Thanks everyone for the suggestions. I will try to look into them.

Cheers,
Doru



On 5 Sep 2011, at 07:04, Lukas Renggli wrote:

> Stanford has many large graph-like datasets to download: social
> networks, web graphs, peer-to-peer networks, shopping networks, road
> networks, wikipedia networks, etc.
> 
>    http://snap.stanford.edu/data/
> 
> Lukas
> 
> On 5 September 2011 06:24, Guillermo Polito <[email protected]> wrote:
>> I've used as an example of datamining a dataset about car accidents we got
>> from here http://www.nhtsa.gov/NASS .
>> 
>> Hope it helps :)
>> Guille
>> 
>> On Sun, Sep 4, 2011 at 11:58 PM, Hernán Morales Durand
>> <[email protected]> wrote:
>>> 
>>> 2011/9/4 Tudor Girba <[email protected]>:
>>>> Hi,
>>>> 
>>>> Thanks, but I am looking for data sets that contained graphs of entities
>>>> with properties, rather then numbers.
>>>> 
>>> 
>>> Oh, that was just the top of the iceberg, look at cellular interaction
>>> networks like protein-protein interactions, relations between genes
>>> and QTLs, phylogenetic trees, gene ontology classifications, etc.
>>> probably they have more "properties" and relationships than you ever
>>> imagined.

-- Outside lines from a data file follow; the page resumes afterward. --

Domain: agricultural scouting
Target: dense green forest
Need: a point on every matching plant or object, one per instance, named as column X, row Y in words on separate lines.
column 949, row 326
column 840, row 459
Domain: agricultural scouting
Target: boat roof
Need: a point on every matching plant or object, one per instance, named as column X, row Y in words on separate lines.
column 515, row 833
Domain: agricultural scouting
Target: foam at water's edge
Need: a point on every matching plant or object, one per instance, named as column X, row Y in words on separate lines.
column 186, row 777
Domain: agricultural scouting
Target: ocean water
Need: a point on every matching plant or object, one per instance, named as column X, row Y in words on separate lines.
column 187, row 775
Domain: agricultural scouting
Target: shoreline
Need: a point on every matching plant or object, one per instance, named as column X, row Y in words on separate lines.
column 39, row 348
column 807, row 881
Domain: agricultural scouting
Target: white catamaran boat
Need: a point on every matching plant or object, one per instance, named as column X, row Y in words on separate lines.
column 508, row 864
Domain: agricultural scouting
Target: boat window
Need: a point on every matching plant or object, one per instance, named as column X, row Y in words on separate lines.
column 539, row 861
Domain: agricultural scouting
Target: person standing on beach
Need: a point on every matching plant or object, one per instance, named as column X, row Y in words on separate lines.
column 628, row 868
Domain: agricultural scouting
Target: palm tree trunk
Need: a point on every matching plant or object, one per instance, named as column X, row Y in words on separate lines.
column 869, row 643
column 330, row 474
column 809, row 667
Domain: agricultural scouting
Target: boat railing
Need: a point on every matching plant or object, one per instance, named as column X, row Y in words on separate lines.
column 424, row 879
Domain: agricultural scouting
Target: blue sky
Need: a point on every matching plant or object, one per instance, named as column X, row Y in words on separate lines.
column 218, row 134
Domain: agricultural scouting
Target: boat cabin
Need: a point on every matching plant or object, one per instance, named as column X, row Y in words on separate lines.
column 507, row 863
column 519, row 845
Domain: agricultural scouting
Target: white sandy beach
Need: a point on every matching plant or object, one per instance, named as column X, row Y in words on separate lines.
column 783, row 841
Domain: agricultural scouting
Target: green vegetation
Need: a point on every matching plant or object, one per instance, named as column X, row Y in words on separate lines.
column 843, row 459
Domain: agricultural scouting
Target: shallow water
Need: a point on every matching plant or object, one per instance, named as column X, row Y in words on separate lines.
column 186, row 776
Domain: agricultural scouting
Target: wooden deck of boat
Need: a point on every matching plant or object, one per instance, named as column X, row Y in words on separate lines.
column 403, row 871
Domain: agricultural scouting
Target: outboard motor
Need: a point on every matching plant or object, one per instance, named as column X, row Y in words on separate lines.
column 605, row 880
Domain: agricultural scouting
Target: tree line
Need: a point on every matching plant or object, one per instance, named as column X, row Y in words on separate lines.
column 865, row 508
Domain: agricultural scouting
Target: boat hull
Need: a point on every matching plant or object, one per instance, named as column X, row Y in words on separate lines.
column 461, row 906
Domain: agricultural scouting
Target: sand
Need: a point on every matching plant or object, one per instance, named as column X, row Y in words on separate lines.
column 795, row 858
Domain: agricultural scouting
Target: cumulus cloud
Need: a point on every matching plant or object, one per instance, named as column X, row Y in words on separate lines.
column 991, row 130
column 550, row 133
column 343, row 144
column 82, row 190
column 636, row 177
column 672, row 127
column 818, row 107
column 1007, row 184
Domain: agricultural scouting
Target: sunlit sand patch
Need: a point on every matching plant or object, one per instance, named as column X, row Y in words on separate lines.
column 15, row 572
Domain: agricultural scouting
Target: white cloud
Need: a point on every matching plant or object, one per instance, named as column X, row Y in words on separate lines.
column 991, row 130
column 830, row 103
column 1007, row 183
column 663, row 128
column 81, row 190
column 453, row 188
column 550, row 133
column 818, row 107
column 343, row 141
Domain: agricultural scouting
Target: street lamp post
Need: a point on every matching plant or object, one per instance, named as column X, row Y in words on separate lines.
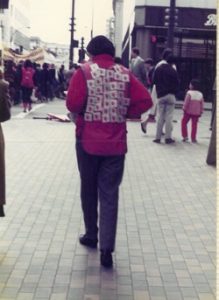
column 71, row 51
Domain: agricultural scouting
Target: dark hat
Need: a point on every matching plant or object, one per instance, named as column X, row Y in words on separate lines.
column 100, row 45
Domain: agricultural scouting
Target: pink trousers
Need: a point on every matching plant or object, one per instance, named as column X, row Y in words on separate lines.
column 184, row 130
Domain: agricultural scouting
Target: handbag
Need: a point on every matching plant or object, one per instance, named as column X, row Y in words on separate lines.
column 5, row 106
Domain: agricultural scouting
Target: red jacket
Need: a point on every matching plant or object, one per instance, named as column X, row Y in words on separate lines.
column 193, row 103
column 103, row 130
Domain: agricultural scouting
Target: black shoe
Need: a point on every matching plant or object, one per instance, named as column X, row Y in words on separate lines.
column 169, row 141
column 2, row 213
column 106, row 259
column 143, row 128
column 156, row 141
column 85, row 241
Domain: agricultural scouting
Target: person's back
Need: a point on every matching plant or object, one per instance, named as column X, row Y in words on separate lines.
column 166, row 80
column 103, row 94
column 138, row 66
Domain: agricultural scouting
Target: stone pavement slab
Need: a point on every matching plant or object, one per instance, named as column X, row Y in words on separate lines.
column 165, row 246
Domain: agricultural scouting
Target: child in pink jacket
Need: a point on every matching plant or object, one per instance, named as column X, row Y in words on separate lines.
column 193, row 108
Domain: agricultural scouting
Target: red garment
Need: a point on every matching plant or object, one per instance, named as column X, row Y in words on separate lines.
column 101, row 136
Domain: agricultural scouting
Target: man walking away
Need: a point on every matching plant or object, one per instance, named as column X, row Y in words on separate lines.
column 103, row 94
column 167, row 84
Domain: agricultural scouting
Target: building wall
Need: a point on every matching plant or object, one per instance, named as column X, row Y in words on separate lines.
column 16, row 24
column 179, row 3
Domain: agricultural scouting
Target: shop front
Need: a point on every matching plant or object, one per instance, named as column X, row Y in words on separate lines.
column 194, row 43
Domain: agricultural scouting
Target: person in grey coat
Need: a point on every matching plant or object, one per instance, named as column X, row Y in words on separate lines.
column 138, row 66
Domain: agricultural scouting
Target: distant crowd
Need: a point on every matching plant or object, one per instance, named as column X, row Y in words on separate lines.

Check for example
>>> http://www.nature.com/msb/journal/v3/n1/fig_tab/msb4100166_F2.html or
>>> the one from the Human Interactome here
>>> http://www.blog.republicofmath.com/archives/2005, or
>>> http://www.biomedcentral.com/content/supplementary/1471-2164-9-96-s6.jpeg
>>> for Gene Ontology "objects". Also PubMed have thousands of related
>>> papers about real case studies.
>>> 
>>>> To give an idea, an example would be a set of persons that have multiple
>>>> properties, such as age or function, and have various kinds of 
>>>> relationships
>>>> with other persons. Ideally, it should be something containing some more
>>>> than 5-10 types of entities.
>>>> 
>>>> Cheers,
>>>> Doru
>>>> 
>>>> 
>>>> On 5 Sep 2011, at 02:51, Hernán Morales Durand wrote:
>>>> 
>>>>> Hi Tudor,
>>>>> 
>>>>> I don't know if you want few data sets or many ones, but for each case
>>>>> I found "Selecting genes with dissimilar discrimination strength for
>>>>> sample class prediction", report case studies in two real cancer
>>>>> microarray datasets (CAR and LUNG) for gene expression profiling. The
>>>>> Lymphoma case study in humans contains 30 case study genes, you may
>>>>> read about it in "Examples and Applications of Fuzzy Measure
>>>>> Similarity Using GO Terms". In general you can find many case studies
>>>>> from SNP data experiments doing all kind of predictions, for example
>>>>> from protein structure prediction studies that use LiveBench data sets
>>>>> (http://en.wikipedia.org/wiki/LiveBench), search for "Consensus fold
>>>>> recognition by predicting model quality".
>>>>> If you need more or something more specific just ask :)
>>>>> Cheers,
>>>>> 
>>>>> Hernán
>>>>> 
>>>>> 2011/9/4 Tudor Girba <[email protected]>:
>>>>>> Hi,
>>>>>> 
>>>>>> To show how Moose can support the analysis of various data sets, I am
>>>>>> looking for a case study containing a complex data structure that does 
>>>>>> not
>>>>>> represent a software system, and a set of questions associated with it.
>>>>>> Ideally, the data should be freely available and it should contain a set 
>>>>>> of
>>>>>> entities with various properties and various relationships with other
>>>>>> entities.
>>>>>> 
>>>>>> Anyone has any idea regarding such a case study?
>>>>>> 
>>>>>> Cheers,
>>>>>> Doru
>>>>>> 
>>>>>> --
>>>>>> www.tudorgirba.com
>>>>>> 
>>>>>> "There are no old things, there are only old ways of looking at them."
>>>>>> 
>>>>> 
>>>> 
>>>> --
>>>> www.tudorgirba.com
>>>> 
>>>> "Every successful trip needs a suitable vehicle."
>>>> 
>>> 
>> 
>> 
> 
> 
> 
> -- 
> Lukas Renggli
> www.lukas-renggli.ch
> 

--
www.tudorgirba.com

"Reasonable is what we are accustomed with."